Французская новелла XX века. 1900–1939
Шрифт:
— …мой сын был рабочим. Он даже не был социалистом. Его посадили в лагерь, в Ораниенбурге. Там он и умер…
Голос женщины. Когда Касснер наконец-то проник в главный зал, среди красных полотнищ с лозунгами он разглядел силуэт, неловко склонившийся над микрофоном. Дешевая шляпка, черное пальто — воскресная одежда. Внизу — затылки, все одинаковые. Нет, он никогда не найдет Анну в этой толпе!
— …потому что он пошел на манифестацию, как раз перед тем, как другие захватили власть.
— Я никогда не занималась политикой. Говорят, что это не бабье дело. Бабье дело — дети. А детей они убивают…
— Я… я… Я не стану произносить речь…
Касснер знал этот страх оратора, еще не привыкшего к толпе, парализованного, как только первое возбуждение спадает, раздавленное взволнованностью зала. К тому
— Скажи, что это им не сойдет с рук, — пробормотала вполголоса другая женщина.
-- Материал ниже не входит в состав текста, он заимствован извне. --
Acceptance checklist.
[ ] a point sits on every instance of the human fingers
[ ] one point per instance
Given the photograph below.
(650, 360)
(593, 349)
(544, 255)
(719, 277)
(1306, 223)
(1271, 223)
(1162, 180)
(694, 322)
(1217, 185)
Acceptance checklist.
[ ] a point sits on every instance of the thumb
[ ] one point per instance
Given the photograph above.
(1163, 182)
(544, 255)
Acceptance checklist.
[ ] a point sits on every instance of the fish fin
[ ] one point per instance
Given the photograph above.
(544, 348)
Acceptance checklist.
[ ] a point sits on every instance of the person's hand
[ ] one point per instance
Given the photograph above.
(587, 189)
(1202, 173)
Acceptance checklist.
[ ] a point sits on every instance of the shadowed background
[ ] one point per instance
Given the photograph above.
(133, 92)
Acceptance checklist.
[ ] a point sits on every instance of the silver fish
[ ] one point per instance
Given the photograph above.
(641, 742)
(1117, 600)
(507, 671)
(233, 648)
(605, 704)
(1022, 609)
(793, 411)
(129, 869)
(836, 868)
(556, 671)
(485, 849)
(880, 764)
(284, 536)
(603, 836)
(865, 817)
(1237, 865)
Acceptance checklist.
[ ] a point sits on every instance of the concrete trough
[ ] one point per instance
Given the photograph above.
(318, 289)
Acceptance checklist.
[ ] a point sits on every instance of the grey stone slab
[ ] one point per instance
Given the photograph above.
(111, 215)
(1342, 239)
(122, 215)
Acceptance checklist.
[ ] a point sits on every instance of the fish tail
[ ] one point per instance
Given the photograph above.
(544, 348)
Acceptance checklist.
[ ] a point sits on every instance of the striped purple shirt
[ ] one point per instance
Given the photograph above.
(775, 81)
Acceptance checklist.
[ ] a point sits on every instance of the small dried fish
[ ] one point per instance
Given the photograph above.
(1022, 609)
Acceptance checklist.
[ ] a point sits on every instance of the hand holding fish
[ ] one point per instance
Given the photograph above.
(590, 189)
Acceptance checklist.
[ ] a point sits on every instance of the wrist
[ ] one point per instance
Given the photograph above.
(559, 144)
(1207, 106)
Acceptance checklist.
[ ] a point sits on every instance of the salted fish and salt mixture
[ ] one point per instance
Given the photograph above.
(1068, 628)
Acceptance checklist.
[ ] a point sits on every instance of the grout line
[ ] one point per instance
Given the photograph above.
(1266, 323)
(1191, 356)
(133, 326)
Она подсказывала, как в школе. Женщина возле микрофона не двигалась, и Касснер глядел на застывшую спину старой измученной Эриннии, которой подсказывает мщение. По беспокойству на лицах он понял, что она не находит слов. Все сильней и сильней она горбилась, как будто она хотела вырвать из земли слова, которых ей не хватало.
— Его убили… Вот это я должна сказать всем. А остальное… Делегаты будут говорить, ученые… Они вам все объяснят…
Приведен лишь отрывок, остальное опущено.